特別待遇の野次馬と正義の味方

2004年10月25日
新幹線が脱線したというが、40年ほどのその歴史上初めての脱線事故とは驚きである。報道する記事の中には幸運が重なったという言葉もあったが、もっともだと思った。

でも、その脱線した新幹線を見学する特別待遇の野次馬には一言言いたい。

◆災害が起こる度に翌日以降の新聞紙面やニュース画面に必ず現れるその「被災地訪問者」は、何をしに行くのだろうか?
今回の脱線事故にも早速どこかの「大臣」だかの付くお方が訪問をしていた。あなた方が現場に行くと、復旧作業も中断するだろうし、毛布の一枚運ぶわけでもないだろうし、持って行くのは「私は○○相○○大臣です。被災地の見舞いに参りました。」という文句だけではないのか?

◆まったく同じ状況でも、少し時間を置き一段落した現地の被災者を見舞いに訪れる皇族とは、どうしてこうも印象が異なるのだろう。皇族には選挙活動が無いからなのか。

◆以前、石原知事が抜き打ちで視察予定地や行動ルートを変えたといった話を読んだ。或る意味こちらのほうが、お膳立てされた視察行列を自分から戒めたことと理解できる。

◆大臣さんは大臣さんでデカイ専用デスクに座ったままで、現場の状況把握は人に任せてくれてよい。できることなら中東方面に国際電話をかけ、出張中の災害の味方を呼び戻して欲しい。

正義の味方
「災害時にのみ活躍する」はずだった自衛隊

「帰って来〜いよ♪」と。
posted at 2004/10/25 06:21 | Comment(6) | TrackBack(0) | 報道批評
この記事へのコメント
ヒラタケのコメントありがとうございます。うれしかったので、今日はちょっと追加しておきます。

被災地訪問、いいことなのだとは思いますが、選挙運動に見えてしまう。うしろから同じ作業服でぞろぞろ付いていく人が多いと特にそう見えます。商店街の練り歩き(桃太郎)ですね。
Posted by アザミ at 2004年10月26日 09:58
ふむ、
よく考えれば、取るものも取り合えず駆けつけましたって姿なんですが、引き連れるお供の行列を見てしまうと、まだデスクに座り指示することの方があなたの仕事なのではと思ってしまいますよねぇ。
Posted by 映太郎 at 2004年10月26日 15:02
本当に「帰って来いよ〜♪」です。
小泉総理は自衛隊を撤退しないことに決めたようです。

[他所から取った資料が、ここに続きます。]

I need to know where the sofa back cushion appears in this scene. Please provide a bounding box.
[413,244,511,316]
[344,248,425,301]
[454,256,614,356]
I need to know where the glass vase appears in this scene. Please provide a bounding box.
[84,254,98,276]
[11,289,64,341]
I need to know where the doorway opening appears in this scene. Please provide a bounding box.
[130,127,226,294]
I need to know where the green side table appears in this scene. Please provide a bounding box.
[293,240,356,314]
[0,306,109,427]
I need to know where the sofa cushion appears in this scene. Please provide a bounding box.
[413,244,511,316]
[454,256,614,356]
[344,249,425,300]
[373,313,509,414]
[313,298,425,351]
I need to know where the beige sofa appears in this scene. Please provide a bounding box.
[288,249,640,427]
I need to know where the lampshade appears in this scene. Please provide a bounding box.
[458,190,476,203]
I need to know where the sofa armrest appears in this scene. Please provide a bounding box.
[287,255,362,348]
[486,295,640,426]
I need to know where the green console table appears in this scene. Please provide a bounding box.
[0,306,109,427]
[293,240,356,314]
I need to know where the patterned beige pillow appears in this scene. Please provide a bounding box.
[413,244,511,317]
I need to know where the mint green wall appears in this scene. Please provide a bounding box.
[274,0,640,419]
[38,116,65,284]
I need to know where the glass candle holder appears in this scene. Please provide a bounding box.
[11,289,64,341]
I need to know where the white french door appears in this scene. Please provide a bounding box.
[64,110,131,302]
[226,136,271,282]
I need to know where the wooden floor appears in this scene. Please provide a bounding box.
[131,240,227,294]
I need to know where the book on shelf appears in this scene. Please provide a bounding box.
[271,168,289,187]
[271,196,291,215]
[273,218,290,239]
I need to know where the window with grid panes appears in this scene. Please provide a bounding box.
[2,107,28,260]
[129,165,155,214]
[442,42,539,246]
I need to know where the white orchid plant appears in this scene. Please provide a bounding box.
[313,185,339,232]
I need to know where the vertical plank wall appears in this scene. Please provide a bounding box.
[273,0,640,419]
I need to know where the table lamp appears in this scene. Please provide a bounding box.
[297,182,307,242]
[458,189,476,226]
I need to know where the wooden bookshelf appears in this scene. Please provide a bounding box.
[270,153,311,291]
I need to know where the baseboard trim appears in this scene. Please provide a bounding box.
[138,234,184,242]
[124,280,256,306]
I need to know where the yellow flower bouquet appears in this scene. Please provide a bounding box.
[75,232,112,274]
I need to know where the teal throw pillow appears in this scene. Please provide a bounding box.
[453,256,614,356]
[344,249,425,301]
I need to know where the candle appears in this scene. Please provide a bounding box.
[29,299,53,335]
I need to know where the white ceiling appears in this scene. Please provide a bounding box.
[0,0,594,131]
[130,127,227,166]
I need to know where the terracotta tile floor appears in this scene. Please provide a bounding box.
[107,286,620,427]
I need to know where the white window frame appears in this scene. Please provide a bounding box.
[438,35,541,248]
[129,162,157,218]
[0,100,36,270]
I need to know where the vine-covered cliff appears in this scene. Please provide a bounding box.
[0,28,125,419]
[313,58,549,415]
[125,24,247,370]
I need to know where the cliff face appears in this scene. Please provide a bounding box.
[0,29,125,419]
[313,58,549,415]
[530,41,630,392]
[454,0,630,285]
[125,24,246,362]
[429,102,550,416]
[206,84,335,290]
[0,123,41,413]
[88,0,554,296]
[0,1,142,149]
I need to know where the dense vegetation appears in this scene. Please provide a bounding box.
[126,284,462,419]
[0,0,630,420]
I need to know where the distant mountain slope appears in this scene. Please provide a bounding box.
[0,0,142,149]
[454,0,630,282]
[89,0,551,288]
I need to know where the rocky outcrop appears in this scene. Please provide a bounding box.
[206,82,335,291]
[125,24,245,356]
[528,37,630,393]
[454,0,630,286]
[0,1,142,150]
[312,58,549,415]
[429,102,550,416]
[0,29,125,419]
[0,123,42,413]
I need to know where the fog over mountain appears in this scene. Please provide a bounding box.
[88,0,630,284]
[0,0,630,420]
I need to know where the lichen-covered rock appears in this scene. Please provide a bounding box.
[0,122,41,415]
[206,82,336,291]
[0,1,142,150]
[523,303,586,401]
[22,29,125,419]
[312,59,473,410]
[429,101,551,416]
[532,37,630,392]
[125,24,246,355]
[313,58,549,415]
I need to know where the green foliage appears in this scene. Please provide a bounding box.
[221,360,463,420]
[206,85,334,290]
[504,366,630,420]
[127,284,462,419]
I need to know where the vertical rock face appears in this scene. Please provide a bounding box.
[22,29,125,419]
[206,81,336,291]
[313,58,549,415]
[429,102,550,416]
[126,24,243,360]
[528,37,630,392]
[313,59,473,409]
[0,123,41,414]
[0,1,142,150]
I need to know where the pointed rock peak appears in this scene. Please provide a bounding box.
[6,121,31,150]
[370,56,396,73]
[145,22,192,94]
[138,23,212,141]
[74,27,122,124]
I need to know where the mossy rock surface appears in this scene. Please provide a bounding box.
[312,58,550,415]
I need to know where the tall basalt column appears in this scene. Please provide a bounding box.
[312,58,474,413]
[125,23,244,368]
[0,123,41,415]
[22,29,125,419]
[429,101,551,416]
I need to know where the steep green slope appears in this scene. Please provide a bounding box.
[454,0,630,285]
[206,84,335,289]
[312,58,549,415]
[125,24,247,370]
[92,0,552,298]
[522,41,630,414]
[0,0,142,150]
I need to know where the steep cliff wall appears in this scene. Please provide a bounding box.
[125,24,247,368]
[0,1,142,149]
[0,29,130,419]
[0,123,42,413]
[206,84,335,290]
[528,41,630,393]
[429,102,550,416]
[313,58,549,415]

>日本人拘束に関して
今こそ帰ってくるのにちょうど良いタイミングでは?と思うのですが。
人命を犠牲にしてまでブッシュさんへの義理を果たすんでしょうか。。。
「女の涙」という発言をした以上、「男に二言はない」を実行するのでしょうか?
Posted by アザミ at 2004年10月27日 11:32
タイミングとしては、
日本の災害を口実にして、撤退宣言をすることも可能でしょう。

まさしく、

「今回の新潟県中越地震の災害において、災害緊急救援組織としての自衛隊の能力を最大限活用すべく、中東派遣の継続を断念し、撤退を決意するに至りました。」

これだけの文言で、たった一人恐怖に震える人質の人と新潟で救援物資を待つ人々が救われるはずなのです。
Posted by 映太郎 at 2004年10月27日 12:35
正にその言葉ですよね。
「撤退しない」と言うにしろ、あんなに一方的にテレビを使って発したのでは、拉致したグループを刺激してしまいます。
心配です。
「自己責任」、
地震の被災地にボランティアで向かった人が事故に遭っても「自己責任」と言うのでしょうか?(今回はボランティアでなく、フォトグラファーのようですが)
Posted by アザミ at 2004年10月27日 14:10
中越地震の報道の影に隠れたまま、中東の「時間」があっと言う間に過ぎてしまうとしたら、家族はどんな心境で地震報道を見てるのでしょうか。

それを考えると複雑な想いです。